Thoughts on extrapolating time horizons

Link post

(written for a Twitter audience)

Has AI progress slowed down? I’ll write some personal takes and predictions in this post.

The main metric I look at is METR’s time horizon, which measures the length of tasks agents can perform. It has been doubling for more than 6 years now, and might have sped up recently.

Image

By measuring the length of tasks AI agents can complete, we can get a continuous metric of AI capabilities.

Since 2019, the time horizon has been doubling every 7 months. But since 2024, it’s been doubling every 4 months. What if we irresponsibly extrapolated these to 2030?

Image

If AI progress continues at its recent rate, we get AI systems which can do one month (167 hours) of low-context SWE work by the end of 2027. If AI progress continues at the long-run historical rate, we get them by the end of 2029 instead.

Image

How to interpret one work-month? I’d say it’s something like the first project a new hire would do, or the type of work a researcher who just switched teams would be able to do in a month. Our time horizon metric currently doesn’t define high time horizons super sharply.

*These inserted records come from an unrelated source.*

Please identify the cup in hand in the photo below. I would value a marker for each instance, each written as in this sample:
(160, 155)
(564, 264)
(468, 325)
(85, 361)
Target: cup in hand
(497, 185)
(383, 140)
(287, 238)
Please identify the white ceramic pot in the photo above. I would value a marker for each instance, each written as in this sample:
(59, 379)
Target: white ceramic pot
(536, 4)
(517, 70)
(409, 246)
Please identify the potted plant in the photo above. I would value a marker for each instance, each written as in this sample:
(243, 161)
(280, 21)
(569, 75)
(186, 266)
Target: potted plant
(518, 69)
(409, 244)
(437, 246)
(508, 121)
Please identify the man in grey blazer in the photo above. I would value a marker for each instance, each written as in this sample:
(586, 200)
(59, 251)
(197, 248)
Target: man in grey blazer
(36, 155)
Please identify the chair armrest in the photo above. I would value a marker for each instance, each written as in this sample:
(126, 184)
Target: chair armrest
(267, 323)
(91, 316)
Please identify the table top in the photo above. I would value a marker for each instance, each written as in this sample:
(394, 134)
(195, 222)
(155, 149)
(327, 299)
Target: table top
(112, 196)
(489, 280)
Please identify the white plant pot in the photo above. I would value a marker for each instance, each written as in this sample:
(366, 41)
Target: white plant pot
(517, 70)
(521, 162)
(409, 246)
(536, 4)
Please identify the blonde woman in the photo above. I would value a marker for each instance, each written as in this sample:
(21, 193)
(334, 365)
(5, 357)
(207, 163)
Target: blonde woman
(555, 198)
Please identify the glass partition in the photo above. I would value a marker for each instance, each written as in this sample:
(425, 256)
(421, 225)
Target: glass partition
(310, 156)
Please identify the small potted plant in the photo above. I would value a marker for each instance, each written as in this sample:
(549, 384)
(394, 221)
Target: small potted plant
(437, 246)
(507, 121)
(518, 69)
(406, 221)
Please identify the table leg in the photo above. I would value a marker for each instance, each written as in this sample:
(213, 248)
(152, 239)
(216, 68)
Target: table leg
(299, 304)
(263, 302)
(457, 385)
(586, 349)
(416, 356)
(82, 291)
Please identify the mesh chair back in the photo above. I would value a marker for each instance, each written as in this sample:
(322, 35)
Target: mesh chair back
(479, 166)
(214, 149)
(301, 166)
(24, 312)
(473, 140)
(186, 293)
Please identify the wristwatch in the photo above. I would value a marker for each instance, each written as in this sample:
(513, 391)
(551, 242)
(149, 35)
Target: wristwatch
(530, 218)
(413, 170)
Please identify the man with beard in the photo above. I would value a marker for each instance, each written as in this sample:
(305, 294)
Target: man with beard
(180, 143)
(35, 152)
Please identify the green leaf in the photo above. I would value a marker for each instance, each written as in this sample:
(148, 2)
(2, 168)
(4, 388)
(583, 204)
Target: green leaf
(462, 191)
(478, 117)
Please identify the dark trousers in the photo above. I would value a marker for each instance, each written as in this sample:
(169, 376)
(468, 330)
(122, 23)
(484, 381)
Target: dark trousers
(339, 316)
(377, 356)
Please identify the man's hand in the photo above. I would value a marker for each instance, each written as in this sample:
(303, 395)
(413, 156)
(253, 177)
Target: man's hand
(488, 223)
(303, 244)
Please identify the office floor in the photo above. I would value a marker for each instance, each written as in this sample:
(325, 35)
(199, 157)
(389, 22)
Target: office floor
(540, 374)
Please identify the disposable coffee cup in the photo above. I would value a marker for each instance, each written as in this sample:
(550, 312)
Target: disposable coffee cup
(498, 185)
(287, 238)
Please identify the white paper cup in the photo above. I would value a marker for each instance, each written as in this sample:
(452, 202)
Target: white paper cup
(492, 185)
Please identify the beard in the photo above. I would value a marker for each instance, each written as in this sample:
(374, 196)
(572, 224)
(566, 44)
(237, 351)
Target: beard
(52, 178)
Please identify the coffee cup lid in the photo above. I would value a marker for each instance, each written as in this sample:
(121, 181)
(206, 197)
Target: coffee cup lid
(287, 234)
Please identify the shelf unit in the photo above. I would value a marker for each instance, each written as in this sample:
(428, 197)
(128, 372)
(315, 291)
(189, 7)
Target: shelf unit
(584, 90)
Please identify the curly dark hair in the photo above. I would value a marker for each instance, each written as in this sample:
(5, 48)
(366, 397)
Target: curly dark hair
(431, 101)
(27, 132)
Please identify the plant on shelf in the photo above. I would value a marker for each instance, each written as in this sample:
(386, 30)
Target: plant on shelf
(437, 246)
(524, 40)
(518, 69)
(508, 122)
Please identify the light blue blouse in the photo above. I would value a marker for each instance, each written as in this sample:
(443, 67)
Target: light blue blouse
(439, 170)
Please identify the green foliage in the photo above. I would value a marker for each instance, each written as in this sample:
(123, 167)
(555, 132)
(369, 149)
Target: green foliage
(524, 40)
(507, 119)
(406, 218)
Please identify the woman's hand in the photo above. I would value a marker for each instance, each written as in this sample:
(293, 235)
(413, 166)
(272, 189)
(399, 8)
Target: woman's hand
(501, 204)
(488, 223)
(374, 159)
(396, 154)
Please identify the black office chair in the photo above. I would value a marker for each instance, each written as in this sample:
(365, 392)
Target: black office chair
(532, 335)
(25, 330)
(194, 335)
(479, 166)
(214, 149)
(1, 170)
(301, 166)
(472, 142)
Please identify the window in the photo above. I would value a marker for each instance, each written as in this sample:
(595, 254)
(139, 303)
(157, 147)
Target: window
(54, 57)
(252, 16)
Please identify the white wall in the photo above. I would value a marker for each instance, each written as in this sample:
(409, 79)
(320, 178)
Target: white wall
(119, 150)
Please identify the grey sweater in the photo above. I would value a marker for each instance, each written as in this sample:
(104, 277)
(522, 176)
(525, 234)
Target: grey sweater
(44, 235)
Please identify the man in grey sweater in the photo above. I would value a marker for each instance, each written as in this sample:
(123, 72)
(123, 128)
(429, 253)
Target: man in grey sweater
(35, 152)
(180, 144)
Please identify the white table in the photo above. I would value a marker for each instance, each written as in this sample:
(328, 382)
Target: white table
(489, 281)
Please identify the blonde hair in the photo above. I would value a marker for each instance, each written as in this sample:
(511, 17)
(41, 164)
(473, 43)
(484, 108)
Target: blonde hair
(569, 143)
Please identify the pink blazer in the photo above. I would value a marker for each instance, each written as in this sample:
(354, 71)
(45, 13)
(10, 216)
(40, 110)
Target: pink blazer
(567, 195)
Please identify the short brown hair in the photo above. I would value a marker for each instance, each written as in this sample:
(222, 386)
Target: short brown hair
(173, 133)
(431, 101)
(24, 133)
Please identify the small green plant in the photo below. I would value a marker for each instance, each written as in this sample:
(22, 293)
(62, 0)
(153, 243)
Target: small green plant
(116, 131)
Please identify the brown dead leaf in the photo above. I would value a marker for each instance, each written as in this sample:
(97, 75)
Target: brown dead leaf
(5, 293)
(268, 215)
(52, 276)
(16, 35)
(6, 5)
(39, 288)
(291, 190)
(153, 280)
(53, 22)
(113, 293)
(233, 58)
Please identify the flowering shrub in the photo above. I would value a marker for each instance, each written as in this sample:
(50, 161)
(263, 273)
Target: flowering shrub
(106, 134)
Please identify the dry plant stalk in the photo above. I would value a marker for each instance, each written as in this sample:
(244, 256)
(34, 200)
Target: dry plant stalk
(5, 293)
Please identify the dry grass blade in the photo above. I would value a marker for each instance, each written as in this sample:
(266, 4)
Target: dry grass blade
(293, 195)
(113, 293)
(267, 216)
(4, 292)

Changing the success rate threshold from 50% to 80% only shifts the extrapolation from recent progress by a few months, but shifts the extrapolation from the long-run historical rate by around a year.

Image

I don’t think these lines should be extrapolated much past one work-month, as progress will likely speed up even more once AIs are automating significant parts of AI research. Additionally, bottlenecks identified by Epoch AI might slow down compute scaling around 2030. https://​​epoch.ai/​​blog/​​can-ai-scaling-continue-through-2030

Our task suite is currently composed of well-scoped easily-scoreable tasks, which makes them pretty different from the type of work done in the real world. This means that we should be cautious when interpreting these extrapolations.

My best guess is that future models will be a closer fit to the extrapolation from recent progress than the extrapolation from long-run progress. But even the more conservative trend implies that AIs will be doing month-long tasks by the end of the decade.

More concretely, my median is that AI research will be automated by the end of 2028, and AI will be better than humans at >95% of current intellectual labor by the end of 2029.